BEIRUT: Maronite Patriarch Beshara Rai is fed up with Parliament’s inability to elect a new president and is exploring “all options” to help break the two-month presidential deadlock, officials close to the prelate and sources in Bkirki said Thursday.
“Patriarch Rai is really fed up with Parliament’s repeated failures to elect a new president. He realizes that the Lebanese public opinion, especially the Maronite community, is looking for more concrete action to choose a president than the almost daily demands made by the rival factions on the need to elect a new head of state,” Hares Chehab, secretary-general of the Islamic-Christian National Dialogue Committee, told The Daily Star.
“All options are on the table to help break the presidential deadlock,” said Chehab, who represents the Maronite patriarch on the dialogue committee formed by Bkirki as a way of enhancing Christian-Muslim ties.
“For this purpose, Patriarch Rai plans to consult in the next few hours with some personalities as well as a number of neutral politicians from all communities on ways to resolve the presidential crisis,” he said.
Chebab declined to elaborate on what other options Rai might resort to if all efforts to elect a president failed. “If the presidential impasse is not broken, the Maronite Church will act accordingly,” he said.
Media reports said among the other options left for Rai is to call on the Lebanese to stage civil disobedience in a bid to pressure lawmakers into going to Parliament elect a president.
Sources in Bkirki, the seat of the Maronite patriarchate north of Beirut, said Rai, increasingly concerned about the vacuum in the country’s top Christian post, is planning to consult with key political leaders in an attempt to find “a practical formula” aimed at accelerating the election of a successor to former President Michel Sleiman, whose six-year term ended May 25.
“All the Lebanese and the world are asking ‘what’s the next step’ after the country slid into a presidential vacuum.
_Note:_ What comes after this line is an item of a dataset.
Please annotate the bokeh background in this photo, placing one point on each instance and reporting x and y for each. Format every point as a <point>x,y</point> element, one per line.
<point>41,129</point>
The Maronite Church, led by Patriarch Rai, is searching for practical measures aimed at speeding up the election of a president,” a source in Bkirki told The Daily Star.
“Bkirki is seeking a formula that will not threaten the country’s security and stability or the National Pact on coexistence,” the source said.
According to the source, some visitors have urged Rai to propose names of candidates for the presidency so that lawmakers can choose one of them.
“But the patriarch is very cautious toward such a proposal,” the source said.
Rai discussed the presidential stalemate Wednesday with Zghorta MP Sleiman Frangieh, who heads the Marada Movement, at the prelate’s northern summer residence in Diman.
The patriarch had met recently separately with Lebanese Forces leader Samir Geagea, and his Christian archfoe, Free Patriotic Movement head MP Michel Aoun to discuss how to break the presidential impasse. The three, along with Kataeb Party head Amine Gemayel, are the four top Maronite leaders vying for the presidency.
While Geagea is the March 14 coalition’s declared candidate for the presidency, Aoun has been viewed as the Hezbollah-led March 8 alliance’s undeclared candidate.
Speaker Nabih Berri Thursday called for a new Parliament session next week to elect a new president, the ninth attempt in under four months.
But in the absence of an agreement beforehand between the March 8 and March 14 parties on a consensus candidate, the new session is doomed to fail like previous ones over lack of quorum because of an expected boycott by lawmakers from Aoun’s bloc and Hezbollah and its March 8 allies.
With no solution in sight to the presidential crisis, the Bkirki source said the Maronite Church can no longer endure the presidency seat remaining vacant for long.
“The presidency institution ensures national balance. Without the presidency, there will be no legitimacy to any power because this would run contrary to the National Pact on coexistence,” the source said. “Patriarch Rai sees that the election of a president will create an optimistic climate to help resolve worsening socio-economic problems in the country.”
In his sermons in the past few weeks, Rai has warned that a presidential vacuum would run contrary to the 1943 National Pact and eliminate the role of Christians in the country’s power-sharing system.
“A vacuum will pose a challenge to the National Pact and the Constitution ... A vacuum will eliminate an essential component of this country, which is the Christian component,” he said.
Rai has also warned against the Cabinet indefinitely replacing the president, saying this would amount to “a grave violation” of the power-sharing pact between Muslims and Christians. Last month, he urged lawmakers to stop legislation in Parliament and give priority to the election of a president.
Dating back to 1943, the National Pact is an unwritten agreement that laid the foundation of Lebanon as a multi-confessional state and has governed the political dynamics of the country to this day. Under the pact, the presidency is allotted for the Maronites, the premiership for Sunnis and the speakership for Shiites.